This can be the moment when we make a generational commitment to rebuild our infrastructure. That's what Teddy Roosevelt did when he brought together leaders from the public and private sector to plan for 20th century infrastructure. That's what we must do here in the 21st.

Washington can seed this effort. That's why I've proposed putting $60 billion into a National Infrastructure Reinvestment Bank to rebuild our roads and bridges, our rail and ports. This must leverage the kind of private investment that can create millions of jobs and remake our communities. Years from now, we could drive on new roads, depend on safe bridges and stronger levees, and connect our cities with high speed rail. We can begin the investment in a smart electrical grid to power electric cars and transmit clean energy across the country.

And we can achieve the simple goal of making sure that every American has access to the high speed broadband – no matter how much money you have, or where you come from, you should have access to this technology. That's what we must do to make sure that America runs on a strong, fair and efficient foundation.

And this can be the moment when we invest in the science and innovation that will shape our future. Because in a technology-driven economy, America must always stay on the cutting edge.

That means reversing a trend where we devote a smaller and smaller share of our national resources to Research and Development. An innovation agenda must commit to funding basic research and making the R&D tax credit permanent. It must also exempt start-ups from capital gains taxes, and remove bureaucratic barriers to entrepreneurs – for instance, by making our patent process more efficient and reliable. We need the discoveries of tomorrow to be made in our labs and universities – at Pitt and Carnegie Mellon. We need the success stories of tomorrow – the next Google, or the next Microsoft – to take place here in America.

This agenda is ambitious. It will take resources in the wake of policies that have run up our debt. But the answer to our fiscal problems is not to short-change investments in our ability to compete – investments that are vital to long-term growth. To stop mortgaging our children's future, we need to eliminate waste in existing programs, end the Iraq War, generate revenue by charging polluters for their emissions, and put an end to corporate loopholes and tax cuts for the wealthy. We can have a smarter government that pays its way while investing in our country's future.

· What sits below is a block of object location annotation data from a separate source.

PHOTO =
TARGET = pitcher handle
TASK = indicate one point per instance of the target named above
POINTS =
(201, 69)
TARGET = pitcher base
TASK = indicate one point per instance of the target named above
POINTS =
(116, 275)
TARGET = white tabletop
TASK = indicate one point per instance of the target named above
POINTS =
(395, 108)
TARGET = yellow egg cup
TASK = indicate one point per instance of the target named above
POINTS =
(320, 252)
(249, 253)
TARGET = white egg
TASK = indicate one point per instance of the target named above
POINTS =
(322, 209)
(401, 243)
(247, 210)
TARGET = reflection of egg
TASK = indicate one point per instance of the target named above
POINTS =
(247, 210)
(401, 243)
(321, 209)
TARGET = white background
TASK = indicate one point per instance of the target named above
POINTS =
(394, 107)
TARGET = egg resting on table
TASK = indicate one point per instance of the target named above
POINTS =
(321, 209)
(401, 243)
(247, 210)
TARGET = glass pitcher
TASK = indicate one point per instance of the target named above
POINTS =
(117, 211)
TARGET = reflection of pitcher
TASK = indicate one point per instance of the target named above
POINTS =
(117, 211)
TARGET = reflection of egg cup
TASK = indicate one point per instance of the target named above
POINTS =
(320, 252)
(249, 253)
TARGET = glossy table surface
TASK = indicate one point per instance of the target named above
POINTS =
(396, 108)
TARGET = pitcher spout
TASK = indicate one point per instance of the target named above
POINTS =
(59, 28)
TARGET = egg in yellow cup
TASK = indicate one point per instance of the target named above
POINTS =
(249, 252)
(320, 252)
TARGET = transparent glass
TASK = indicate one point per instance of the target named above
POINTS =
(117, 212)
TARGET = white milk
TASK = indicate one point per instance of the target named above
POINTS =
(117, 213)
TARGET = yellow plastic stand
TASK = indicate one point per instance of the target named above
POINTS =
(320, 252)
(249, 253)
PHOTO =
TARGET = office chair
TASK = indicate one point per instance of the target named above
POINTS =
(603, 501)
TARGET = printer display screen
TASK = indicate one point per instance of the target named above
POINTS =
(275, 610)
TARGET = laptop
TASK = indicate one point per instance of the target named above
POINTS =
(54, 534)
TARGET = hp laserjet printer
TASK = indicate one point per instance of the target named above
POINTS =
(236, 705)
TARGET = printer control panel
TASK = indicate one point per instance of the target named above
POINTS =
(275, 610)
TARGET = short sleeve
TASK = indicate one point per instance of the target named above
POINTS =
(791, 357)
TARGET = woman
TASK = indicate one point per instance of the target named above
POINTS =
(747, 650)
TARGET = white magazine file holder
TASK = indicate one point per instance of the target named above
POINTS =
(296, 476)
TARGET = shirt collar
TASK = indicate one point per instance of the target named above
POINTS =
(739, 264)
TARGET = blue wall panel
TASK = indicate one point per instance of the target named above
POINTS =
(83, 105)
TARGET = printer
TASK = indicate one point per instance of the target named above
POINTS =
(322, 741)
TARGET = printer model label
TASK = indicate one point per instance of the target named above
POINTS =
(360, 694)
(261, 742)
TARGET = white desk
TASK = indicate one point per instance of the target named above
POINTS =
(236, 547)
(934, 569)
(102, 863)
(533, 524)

That is how Washington must change to become a catalyst for growth. Because in cities and towns across America, I know that the American people are ready to rise to the challenge of a new moment – they just haven't been asked. It's time for that to change. Because there is nothing that Americans can't do when we choose to rise together.

For two hundred and fifty years, that is what has been done here in Pittsburgh. This is where U.S. Steel became the first billion dollar corporation, and turned out more steel at the dawn of the Cold War than the entire Soviet Union. And just as that output built our cities and laid down the rails that connected them, the work that created that wealth was the foundation of a middle class where each generation's opportunities could extend a little further, and each individual's story could advance the larger American story. Many of the steel mills are gone. But this American city has found new opportunity through health care and IT; through finance and universities. Now, we must connect that local innovation and ingenuity to a national strategy.

The American story is never static. But as we move from one chapter to the next, we must always remember that our national greatness is advanced when we act on our fundamental goodness. America succeeds when the playing field is level and open, and people don't fall behind; when government is not an obstacle, but a catalyst for shared prosperity; when we come together to find new ways to expand the horizon of opportunity for each and every American. And with your help, that is the kind of America I want to build as President of the United States.